Proceedings Article | 21 September 2023
KEYWORDS: Data modeling, Meteorology, Education and training, Synthetic aperture radar, Forest fires, Machine learning, Atmospheric modeling, Satellites, Visual process modeling, Vegetation
This paper presents a benchmark dataset called EO4WildFires; a multi-sensor (multi spectral; Sentinel-2, Synthetic-Aperture Radar - SAR; Sentinel-1, meteorological parameters; NASA Power) time-series dataset that spans 45 countries, which can be used for developing machine learning and deep learning methods targeted for the estimation of the area that a forest wildfire might cover. This novel EO4WildFires dataset is annotated using EFFIS (European Forest Fire Information System) as forest fire detection and size estimation data source. A total of 31,730 wildfire events are gathered from 2018 to 2022. For each event, Sentinel-2 (multispectral), Sentinel-1 (SAR) and meteorological data are assembled into a single data cube. The meteorological parameters that are included in the data cube are: ratio of actual partial pressure of water vapor to the partial pressure at saturation, average temperature, bias corrected average total precipitation, average wind speed, fraction of land covered by snowfall, percent of root zone soil wetness, snow depth, snow precipitation, as well as percent of soil moisture.

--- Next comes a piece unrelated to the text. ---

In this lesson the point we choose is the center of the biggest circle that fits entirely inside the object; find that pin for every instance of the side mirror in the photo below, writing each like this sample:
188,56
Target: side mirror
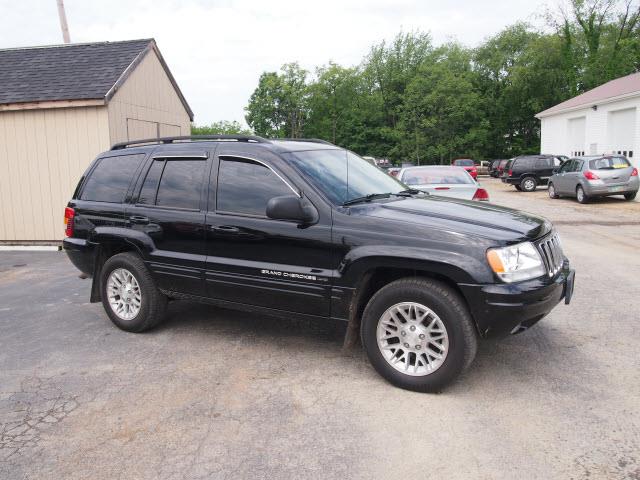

The main problem that this dataset is designed to address, is the severity forecasting before wildfires occur. The dataset is not used to predict wildfire events, but rather to predict the severity (size of area damaged by fire) of a wildfire event, if that happens in a specific place under the current and historical forest status, as recorded from multispectral and SAR images, and meteorological data. Using the data cube for the collected wildfire events, the EO4WildFires dataset is used to realize three different preliminary experiments, to evaluate the contributing factors for wildfire severity prediction. The first experiment evaluates wildfire size using only the meteorological parameters, the second one utilizes both the multispectral and SAR parts of the dataset, while the third exploits all dataset parts. In each experiment, machine learning models are developed, and their accuracy is evaluated. The results show that the size of wildfire events can be estimated better using Sentinel-2 data. Second in terms of accuracy is Sentinel-1, while the usage of only meteorological data presented the lowest accuracy among the three.